Может быть, на том самом месте, на которое его посадили?!

В волнении он вскочил с места, и, когда у него спросили, что с ним и почему не допивает он стакан сбитня, который ему налили, чтоб его согреть, он, набравшись смелости, спросил, нельзя ли ему сюда прийти, когда цесаревна здесь будет.

— Мне хоть бы одним глазком на нее взглянуть… из щелочки… в замочную скважину, из другого покоя, так чтоб она не заметила… Притаюсь… не дыхну… Братики родные, окажите милость… облагодетельствуйте! — взмолился он вдруг так умильно, что все расхохотались и долго не могли унять порыв веселости: как взглянут на его растерянное, смешное лицо, так снова начинают смеяться.

— И потешил же ты нас, Розум! — сказал наконец Божок. — Да таких дурачин, как ты, одна только наша Украина родит! Надо и нам его потешить, братцы, показать ему цесаревну… Илья Иванович, — обратился он к Тарасевичу, — ты с камер-фрейлиной ее высочества Ветловой знакомство водишь, сходи-ка к ней да расскажи ей, какой чудной парубок к нам в столицу прибыл, пусть она про него цесаревне скажет…

— Что вы, Василий Дмитриевич! Нешто можно ее высочеству про такого чумазого, как я, говорить! — испугался Розум.

— Дурень! Да ты ей тем и будешь забавен, что чумазый: умытые-то ей уж давно надоели, всю жизнь она с ними.

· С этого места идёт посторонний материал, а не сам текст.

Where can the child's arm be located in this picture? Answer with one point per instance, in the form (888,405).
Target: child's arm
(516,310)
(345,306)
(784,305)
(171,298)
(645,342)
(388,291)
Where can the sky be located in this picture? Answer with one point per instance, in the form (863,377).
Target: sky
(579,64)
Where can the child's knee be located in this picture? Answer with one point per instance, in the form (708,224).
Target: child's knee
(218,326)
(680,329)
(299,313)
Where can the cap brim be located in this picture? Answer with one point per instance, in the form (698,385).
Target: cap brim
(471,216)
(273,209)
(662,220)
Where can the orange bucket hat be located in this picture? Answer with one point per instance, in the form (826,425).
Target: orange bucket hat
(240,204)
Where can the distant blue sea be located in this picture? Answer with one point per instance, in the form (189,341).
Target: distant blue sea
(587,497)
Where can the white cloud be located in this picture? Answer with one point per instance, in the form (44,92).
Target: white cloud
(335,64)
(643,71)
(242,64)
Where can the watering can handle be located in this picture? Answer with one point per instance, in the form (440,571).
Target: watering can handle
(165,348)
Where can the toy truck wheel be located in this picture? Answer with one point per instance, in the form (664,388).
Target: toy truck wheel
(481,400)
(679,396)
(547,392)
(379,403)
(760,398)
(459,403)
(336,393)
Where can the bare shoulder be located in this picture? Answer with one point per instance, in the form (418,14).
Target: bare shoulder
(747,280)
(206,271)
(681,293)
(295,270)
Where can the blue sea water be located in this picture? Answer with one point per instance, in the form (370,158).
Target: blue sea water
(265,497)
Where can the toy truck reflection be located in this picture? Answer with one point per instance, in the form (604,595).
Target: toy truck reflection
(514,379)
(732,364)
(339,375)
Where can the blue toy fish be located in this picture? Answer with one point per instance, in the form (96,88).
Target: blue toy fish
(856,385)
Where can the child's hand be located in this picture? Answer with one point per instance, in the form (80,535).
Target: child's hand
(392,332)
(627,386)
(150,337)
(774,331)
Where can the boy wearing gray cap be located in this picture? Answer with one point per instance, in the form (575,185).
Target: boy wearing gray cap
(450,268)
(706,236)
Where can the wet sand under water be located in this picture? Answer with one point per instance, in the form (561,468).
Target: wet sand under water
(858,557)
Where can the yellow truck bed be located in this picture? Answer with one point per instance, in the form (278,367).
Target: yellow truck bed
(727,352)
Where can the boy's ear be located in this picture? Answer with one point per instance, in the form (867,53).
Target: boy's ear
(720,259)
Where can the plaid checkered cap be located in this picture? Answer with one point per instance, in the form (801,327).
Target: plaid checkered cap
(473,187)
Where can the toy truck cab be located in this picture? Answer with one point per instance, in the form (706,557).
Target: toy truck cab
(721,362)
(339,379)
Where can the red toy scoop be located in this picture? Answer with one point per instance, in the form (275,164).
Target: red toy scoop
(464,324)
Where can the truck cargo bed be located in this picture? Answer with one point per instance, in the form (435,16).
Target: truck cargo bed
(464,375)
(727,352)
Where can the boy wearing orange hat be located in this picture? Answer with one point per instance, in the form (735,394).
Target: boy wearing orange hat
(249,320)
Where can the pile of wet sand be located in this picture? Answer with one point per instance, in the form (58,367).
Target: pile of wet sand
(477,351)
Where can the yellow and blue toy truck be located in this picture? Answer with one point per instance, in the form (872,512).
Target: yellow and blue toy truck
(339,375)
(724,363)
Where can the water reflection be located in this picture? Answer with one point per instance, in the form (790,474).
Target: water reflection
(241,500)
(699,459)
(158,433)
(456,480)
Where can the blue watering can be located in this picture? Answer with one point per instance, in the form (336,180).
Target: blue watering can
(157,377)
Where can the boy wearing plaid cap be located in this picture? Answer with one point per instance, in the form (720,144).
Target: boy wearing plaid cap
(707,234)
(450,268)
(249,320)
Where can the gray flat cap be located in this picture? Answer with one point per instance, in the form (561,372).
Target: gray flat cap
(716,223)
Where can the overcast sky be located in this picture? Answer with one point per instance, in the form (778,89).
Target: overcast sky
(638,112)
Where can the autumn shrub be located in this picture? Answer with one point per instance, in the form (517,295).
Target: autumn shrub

Ступай, ступай, Василий Дмитриевич, спевка-то у нас еще не скоро начнется, успеешь земляка довести да с рук на руки Лизавете Касимовне сдать…

— Так уж пусть он со мной и сам идет, — заметил Тарасевич, отыскивая шляпу с позументом и направляясь в прихожую, чтоб снять с вешалки плащ.

С восторгом провалился бы Розум сквозь землю или убежал бы назад в Чемеры, если б это было возможно: так смутило его такое быстрое и неожиданное исполнение заветнейшего его желания, но ему не дали с мыслями собраться: один из земляков нахлобучил ему на голову шапку, другой хотел надеть на него меховую его чуйку; однако все решили, что не для чего подвергать его издевкам придворных лакеев из-за оригинальной местной одежды, на которую они и сами теперь без смеха не могли смотреть, и рассудили, что он и без нее не замерзнет, проходя через двор к дворцу.

— Дома-то, поди чай, сколько раз бегал в одном кафтанишке через все местечко в мороз!

— Где замерзнуть! У него от радости кровь-то, поди чай, ключом в жилах бьет!

— Ты с ума не сойди от восхищения, как увидишь чудеса, что у нас во дворце…

Провожаемый этими шутками, Розум, как угорелый, вышел из флигеля, чтобы нагнать Тарасевича, который шагал большими шагами по тропинке, протоптанной по двору к галерее с колоннами, в которую он вошел, чтоб, не останавливаясь, пройти дальше, через светлую залу в коридор, с дверью, растворенною в полуосвещенные покои в конце и с плотно притворенными по одной стороне, против высоких окон, выходивших в сад… Здесь спутник Розума, остановившись перед одной из этих дверей, что была последняя к той, что выходила в освещенные покои, тихо в нее постучался. Почти тотчас же она растворилась, и из нее выглянула молоденькая девушка в белом кисейном очипке и в белом переднике.

— Вам Лизавету Касимовну, Илья Иванович? — вежливо спросила она.

— Ее самую. У себя она?

— Да вот они идут из покоев цесаревны, — указала девушка на приближавшуюся к двери в коридор из внутренних покоев женскую фигуру, которая, завидев издали людей, остановившихся у входа в ее помещение, ускорила шаг и, узнав Тарасевича, приветливо ему поклонилась.

— Вы ко мне, Илья Иванович? По делу, верно? — спросила она, с любопытством оглядываясь на остановившегося на почтительном расстоянии в неописуемом смущении Розуме.

— Точно так-с, сударыня. Вот позволил себе прийти, чтоб вам представить моего земляка Розума Алексея.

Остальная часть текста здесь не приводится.